By Evelyn Norton
Today, in Hutcherson v. Lim, the Fourth Circuit affirmed the decision of the United States District Court for the District of Maryland to deny Hutcherson’s motion for a new trial.
In the District Court, Hutcherson sought relief for personal injuries sustained during a routine traffic stop. Specifically, Hutcherson alleged that Lim, a Washington Metropolitan Area Transit Authority police officer, assaulted Hutcherson while issuing a citation for illegal window tints.
Following a three-day jury trial, the jury found that Hutcherson had proven assault and battery claims against Lim. Yet, the jury awarded Hutcherson zero dollars in compensatory damages because Hutcherson’s wife failed to prove loss of consortium. Twenty-nine days later, Hutcherson moved for a new trial pursuant to Rule 59 of the Federal Rules of Civil Procedure. The District Court denied the motion.
On appeal, Hutcherson alleged that (1) the District Court improperly admitted a medical evaluation into evidence; and (2) the jury’s award of zero damages is inconsistent with its verdict.
First, Hutcherson argued that a final medical evaluation from his physician was inadmissible hearsay. The medical evaluation expressed uncertainty as to whether Hutcherson’s partial rotator cuff tear occurred during the incident at issue. However, testimonial evidence was also offered.
In considering the District Court’s actions, the Fourth Circuit stated that it will not “set aside or reverse a judgment on the grounds that evidence was erroneously admitted unless justice so requires or a party’s substantial rights are affected.” Creekmore v. Maryview Hosp., 662 F.3d 686, 693 (4th Cir. 2011). The Fourth Circuit concluded that, even assuming that the District Court erred, the evidence was not sufficiently prejudicial to affect the outcome of the case. As a result, the medical evaluation’s admission did not affect Hutcherson’s substantial rights. Thus, the Fourth Circuit would not set aside the District Court’s judgment on this basis.

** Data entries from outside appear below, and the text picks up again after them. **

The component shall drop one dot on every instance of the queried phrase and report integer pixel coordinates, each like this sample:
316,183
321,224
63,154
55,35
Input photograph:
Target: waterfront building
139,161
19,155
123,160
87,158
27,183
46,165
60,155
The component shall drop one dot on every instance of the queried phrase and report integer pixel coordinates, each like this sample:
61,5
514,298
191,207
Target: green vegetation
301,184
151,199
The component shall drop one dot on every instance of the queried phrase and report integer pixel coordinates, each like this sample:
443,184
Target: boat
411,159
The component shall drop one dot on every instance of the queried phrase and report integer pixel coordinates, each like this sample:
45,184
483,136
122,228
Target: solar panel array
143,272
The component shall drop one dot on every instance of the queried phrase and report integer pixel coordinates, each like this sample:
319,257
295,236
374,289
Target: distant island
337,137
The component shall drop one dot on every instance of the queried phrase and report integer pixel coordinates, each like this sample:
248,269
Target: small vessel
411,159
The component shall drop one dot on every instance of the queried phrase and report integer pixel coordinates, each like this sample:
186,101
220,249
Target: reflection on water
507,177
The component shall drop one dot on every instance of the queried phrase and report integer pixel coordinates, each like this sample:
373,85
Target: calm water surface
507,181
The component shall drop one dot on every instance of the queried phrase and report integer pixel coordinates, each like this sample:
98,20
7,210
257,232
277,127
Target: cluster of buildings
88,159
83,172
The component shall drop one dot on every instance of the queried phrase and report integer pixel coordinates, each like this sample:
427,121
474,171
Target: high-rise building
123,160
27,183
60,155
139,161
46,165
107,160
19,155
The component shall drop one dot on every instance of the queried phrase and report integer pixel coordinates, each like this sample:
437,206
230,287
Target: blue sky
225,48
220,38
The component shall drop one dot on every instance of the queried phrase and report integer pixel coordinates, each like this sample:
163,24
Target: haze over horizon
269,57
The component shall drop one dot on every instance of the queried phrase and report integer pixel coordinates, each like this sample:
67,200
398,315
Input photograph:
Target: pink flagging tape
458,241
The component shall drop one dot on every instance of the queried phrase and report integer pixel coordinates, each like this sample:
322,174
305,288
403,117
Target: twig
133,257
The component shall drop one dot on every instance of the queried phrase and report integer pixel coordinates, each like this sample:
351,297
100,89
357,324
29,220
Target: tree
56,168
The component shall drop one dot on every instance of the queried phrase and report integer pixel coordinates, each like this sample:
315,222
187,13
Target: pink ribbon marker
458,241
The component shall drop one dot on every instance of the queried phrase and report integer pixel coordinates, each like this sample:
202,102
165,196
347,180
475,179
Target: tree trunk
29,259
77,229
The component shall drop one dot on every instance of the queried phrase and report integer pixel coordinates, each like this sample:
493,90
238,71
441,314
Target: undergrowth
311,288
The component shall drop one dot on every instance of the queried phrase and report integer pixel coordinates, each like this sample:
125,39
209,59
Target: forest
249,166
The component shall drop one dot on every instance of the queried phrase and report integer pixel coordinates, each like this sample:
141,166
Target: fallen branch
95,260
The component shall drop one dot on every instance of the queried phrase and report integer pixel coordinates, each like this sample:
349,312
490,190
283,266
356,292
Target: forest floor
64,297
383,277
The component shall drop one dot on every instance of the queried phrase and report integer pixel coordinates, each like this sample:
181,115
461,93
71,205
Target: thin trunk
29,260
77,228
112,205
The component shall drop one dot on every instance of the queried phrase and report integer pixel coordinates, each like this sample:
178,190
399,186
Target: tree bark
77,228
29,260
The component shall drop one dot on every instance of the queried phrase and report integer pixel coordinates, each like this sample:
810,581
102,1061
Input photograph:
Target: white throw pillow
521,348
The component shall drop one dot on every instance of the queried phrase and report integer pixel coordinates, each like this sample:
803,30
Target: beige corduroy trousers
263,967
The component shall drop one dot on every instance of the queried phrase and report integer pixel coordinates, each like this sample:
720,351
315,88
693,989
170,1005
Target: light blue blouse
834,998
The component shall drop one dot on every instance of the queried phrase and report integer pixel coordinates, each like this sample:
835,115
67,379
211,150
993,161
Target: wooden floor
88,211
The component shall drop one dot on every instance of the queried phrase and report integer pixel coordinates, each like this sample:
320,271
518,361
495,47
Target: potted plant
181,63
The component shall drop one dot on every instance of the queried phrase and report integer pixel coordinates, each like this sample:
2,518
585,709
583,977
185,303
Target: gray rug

Second, Hutcherson argued that the jury’s award of zero damages is inconsistent with its verdict. While the jury found that Hutcherson proved his assault and battery claims, Hutcherson did not object to the damages award until after the jury’s discharge. As a result, the Fourth Circuit concluded that Hutcherson waived his objection to any alleged inconsistencies.
Thus, the Fourth Circuit affirmed the District Court’s order denying Hutcherson’s motion for a new trial.